In that sense this new announcement doesn't change anything. These were the stakes yesterday. But I think it changes things psychically. Such a vote, assuming it passes, will constitute a much more recalcitrant public stance than would be the case if the party didn't take such a vote.
Without a vote defunding Obamacare, only a relatively small percentage of the population can probably keep track of what's going on. It's an argument about the sequester and funding levels. That's an argument that any reasonably skilled pol can fudge and turn into a situation that leaves most observers walking away thinking well, they're both probably lying, and the truth is somewhere in the middle, and they're both to blame.
But if the House Republicans essentially take the position "Congress must defund this existing and Supreme Court-okayed law or else we're going to shut down the government" is, I think, another matter entirely. Most of them don't care. Most of them care only about the blowback in their distrcits, and for most Republicans, there will be far more blowback against a member who doesn't vote to defund than against a member who is seen as having 1/435th of a hand in the shutting down of government. In a lot of these districts, the latter would even be applauded.

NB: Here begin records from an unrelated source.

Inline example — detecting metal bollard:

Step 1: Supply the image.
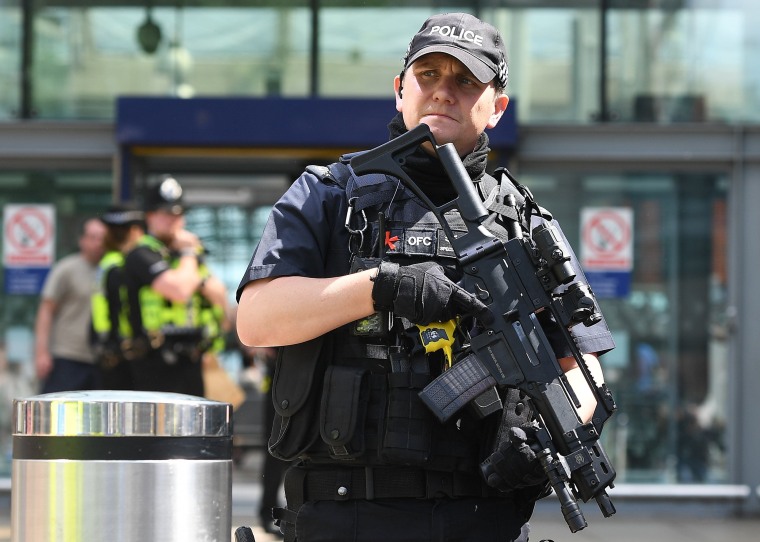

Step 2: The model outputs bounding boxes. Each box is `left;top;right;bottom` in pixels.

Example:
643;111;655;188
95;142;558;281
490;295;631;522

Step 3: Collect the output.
11;391;232;542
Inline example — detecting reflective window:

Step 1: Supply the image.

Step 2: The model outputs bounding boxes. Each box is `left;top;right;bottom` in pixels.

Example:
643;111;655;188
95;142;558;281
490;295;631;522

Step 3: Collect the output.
33;3;310;119
0;0;760;123
0;0;21;120
521;173;728;483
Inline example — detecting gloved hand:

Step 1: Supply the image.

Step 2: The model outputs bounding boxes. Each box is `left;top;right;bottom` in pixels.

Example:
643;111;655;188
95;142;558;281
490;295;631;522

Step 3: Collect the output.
480;425;547;492
372;262;491;325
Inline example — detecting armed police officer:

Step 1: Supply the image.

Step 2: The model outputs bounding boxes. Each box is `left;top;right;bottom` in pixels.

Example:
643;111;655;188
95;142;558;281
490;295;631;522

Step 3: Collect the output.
124;175;228;396
237;13;614;542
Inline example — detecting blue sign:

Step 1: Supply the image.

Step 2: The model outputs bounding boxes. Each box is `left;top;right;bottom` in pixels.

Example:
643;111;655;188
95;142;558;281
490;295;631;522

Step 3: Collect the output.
4;267;50;295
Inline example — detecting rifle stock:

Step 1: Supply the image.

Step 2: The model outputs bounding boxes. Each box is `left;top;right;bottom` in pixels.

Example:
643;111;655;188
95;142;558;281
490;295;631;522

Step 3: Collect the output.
351;124;616;532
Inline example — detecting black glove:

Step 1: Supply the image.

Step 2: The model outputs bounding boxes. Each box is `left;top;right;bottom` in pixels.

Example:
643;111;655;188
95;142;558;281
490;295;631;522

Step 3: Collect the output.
480;425;547;492
372;262;491;325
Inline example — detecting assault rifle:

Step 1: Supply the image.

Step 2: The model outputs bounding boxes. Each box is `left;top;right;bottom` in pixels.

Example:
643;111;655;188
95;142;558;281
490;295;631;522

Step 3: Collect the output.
351;124;616;532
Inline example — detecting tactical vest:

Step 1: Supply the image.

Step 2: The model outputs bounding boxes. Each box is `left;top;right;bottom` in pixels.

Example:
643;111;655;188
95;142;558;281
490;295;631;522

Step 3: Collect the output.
269;156;530;473
130;235;224;353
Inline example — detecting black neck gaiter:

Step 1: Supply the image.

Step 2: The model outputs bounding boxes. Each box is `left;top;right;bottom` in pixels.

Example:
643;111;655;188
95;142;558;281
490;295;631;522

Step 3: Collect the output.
388;113;490;205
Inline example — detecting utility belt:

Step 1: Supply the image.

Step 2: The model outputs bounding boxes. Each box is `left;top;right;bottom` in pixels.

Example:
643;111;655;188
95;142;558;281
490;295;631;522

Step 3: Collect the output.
285;466;494;502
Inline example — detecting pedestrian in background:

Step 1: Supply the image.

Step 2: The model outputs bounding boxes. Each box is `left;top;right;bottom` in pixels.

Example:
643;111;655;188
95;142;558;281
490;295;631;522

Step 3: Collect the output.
34;218;106;393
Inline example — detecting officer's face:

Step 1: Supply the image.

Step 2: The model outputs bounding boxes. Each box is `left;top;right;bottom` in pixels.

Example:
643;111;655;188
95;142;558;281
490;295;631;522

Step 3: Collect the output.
394;53;509;156
145;210;185;244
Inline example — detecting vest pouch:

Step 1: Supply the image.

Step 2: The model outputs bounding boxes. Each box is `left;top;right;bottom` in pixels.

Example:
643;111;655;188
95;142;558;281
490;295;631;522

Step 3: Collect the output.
268;336;325;461
379;354;433;466
319;365;370;459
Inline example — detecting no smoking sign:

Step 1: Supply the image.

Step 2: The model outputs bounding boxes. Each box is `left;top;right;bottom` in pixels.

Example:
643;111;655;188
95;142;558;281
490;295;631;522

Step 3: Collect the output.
581;207;633;271
3;205;55;267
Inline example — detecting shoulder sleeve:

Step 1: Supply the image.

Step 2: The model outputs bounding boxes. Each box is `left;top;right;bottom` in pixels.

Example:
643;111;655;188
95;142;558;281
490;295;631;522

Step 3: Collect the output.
237;173;350;299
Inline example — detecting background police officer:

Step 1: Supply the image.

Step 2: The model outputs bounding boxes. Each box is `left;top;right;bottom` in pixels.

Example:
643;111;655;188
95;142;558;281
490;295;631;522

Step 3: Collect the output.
124;175;228;396
237;13;614;542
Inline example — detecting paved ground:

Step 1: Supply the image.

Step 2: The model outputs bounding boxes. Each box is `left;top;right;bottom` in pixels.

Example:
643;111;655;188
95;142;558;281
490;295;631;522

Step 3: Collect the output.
0;452;760;542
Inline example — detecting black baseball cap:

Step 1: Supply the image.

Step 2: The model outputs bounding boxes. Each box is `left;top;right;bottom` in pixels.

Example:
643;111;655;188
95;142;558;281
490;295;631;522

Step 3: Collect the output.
404;13;509;88
100;204;145;226
145;175;185;215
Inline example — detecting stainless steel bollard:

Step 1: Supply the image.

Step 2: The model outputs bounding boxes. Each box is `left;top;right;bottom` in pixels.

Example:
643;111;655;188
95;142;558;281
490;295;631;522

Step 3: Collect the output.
11;391;232;542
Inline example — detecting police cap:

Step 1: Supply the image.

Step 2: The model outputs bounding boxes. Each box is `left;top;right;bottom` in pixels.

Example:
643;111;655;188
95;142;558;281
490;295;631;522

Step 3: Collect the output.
145;175;185;215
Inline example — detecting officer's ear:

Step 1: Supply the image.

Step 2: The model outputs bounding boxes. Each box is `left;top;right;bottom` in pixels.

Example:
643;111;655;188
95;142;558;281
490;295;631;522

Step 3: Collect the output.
393;73;404;111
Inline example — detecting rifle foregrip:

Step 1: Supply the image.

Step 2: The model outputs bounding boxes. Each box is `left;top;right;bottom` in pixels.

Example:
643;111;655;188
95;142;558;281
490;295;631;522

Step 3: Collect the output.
419;353;496;422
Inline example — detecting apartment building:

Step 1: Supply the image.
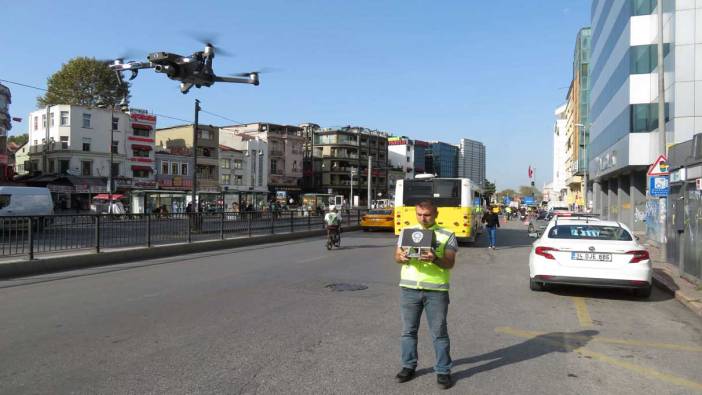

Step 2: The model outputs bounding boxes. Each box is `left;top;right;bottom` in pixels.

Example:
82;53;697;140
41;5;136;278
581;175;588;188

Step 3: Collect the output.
303;124;389;205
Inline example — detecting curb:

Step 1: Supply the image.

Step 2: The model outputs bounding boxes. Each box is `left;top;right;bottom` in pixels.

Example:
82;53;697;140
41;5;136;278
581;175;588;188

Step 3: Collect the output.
0;225;361;280
652;268;702;317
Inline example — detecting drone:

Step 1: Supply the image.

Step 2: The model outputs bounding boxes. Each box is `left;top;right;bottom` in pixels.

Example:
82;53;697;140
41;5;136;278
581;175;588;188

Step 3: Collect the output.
108;43;260;94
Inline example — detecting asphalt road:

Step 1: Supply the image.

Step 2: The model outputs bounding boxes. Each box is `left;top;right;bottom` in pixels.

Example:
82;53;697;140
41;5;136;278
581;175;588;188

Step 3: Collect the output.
0;223;702;394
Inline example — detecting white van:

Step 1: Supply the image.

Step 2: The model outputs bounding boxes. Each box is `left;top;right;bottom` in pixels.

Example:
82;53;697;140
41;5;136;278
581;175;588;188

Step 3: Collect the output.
0;186;54;217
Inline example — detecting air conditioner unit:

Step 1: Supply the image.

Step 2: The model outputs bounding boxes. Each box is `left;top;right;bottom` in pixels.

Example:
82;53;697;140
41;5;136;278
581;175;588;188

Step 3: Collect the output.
692;133;702;159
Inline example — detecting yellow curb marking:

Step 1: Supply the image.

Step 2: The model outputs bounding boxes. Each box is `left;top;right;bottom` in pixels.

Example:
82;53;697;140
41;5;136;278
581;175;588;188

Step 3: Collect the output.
573;296;592;327
495;327;702;391
495;327;702;352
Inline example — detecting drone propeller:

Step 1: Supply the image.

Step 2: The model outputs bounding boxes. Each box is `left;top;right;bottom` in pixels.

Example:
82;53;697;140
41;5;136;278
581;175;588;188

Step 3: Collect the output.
227;67;280;77
186;32;234;57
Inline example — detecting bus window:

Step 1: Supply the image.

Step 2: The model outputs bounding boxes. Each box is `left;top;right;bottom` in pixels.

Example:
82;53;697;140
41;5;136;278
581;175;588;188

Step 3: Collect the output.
402;180;434;206
433;179;461;207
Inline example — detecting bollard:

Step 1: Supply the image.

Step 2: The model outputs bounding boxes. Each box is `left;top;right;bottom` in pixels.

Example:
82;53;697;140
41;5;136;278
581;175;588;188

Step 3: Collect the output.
146;214;151;247
95;214;100;253
185;213;193;243
27;217;34;261
219;209;224;240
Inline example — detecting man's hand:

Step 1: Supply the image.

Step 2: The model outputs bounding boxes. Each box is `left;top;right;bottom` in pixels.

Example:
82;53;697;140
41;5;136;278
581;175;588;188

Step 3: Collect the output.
419;250;436;262
395;247;409;265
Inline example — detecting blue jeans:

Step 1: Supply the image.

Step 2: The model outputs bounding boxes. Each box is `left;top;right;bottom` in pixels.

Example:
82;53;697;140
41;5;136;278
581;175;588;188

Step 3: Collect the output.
400;287;452;374
487;226;497;247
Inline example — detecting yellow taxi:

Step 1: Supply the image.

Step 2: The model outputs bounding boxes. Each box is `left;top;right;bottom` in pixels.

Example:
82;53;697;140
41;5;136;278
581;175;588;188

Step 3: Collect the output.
361;208;395;232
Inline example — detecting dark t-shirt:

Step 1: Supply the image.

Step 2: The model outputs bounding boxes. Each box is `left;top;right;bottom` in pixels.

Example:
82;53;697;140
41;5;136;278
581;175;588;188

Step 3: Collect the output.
483;212;500;228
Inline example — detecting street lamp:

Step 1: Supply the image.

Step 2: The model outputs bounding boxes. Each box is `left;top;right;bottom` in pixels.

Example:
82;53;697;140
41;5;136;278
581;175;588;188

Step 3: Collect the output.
575;123;590;212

But the leadership is supposed to think differently, take a slightly broader view. I suppose they think that can get away with it because the ACA is still basically unpopular, even though a new batch of polls is showing that larger pluralities have come to accept the fact that it does exist and Republicans should drop all this mishegos. Or it's just another case of Boehner caving in.
If it's really true that he's leaving at the end of this Congress, it'd be nice to think that he'll take one stand against his crazies. Just one. Permit a vote on the immigration bill, say. But I doubt he will. He's retiring, but presumably not to move back to Cincy to run his old bar. He's headed straight to K Street, and if he's going to earn that $5 million a year and Congressional Country Club lifetime membership (if he doesn't already have one), he's going to have to keep good relations with his successor.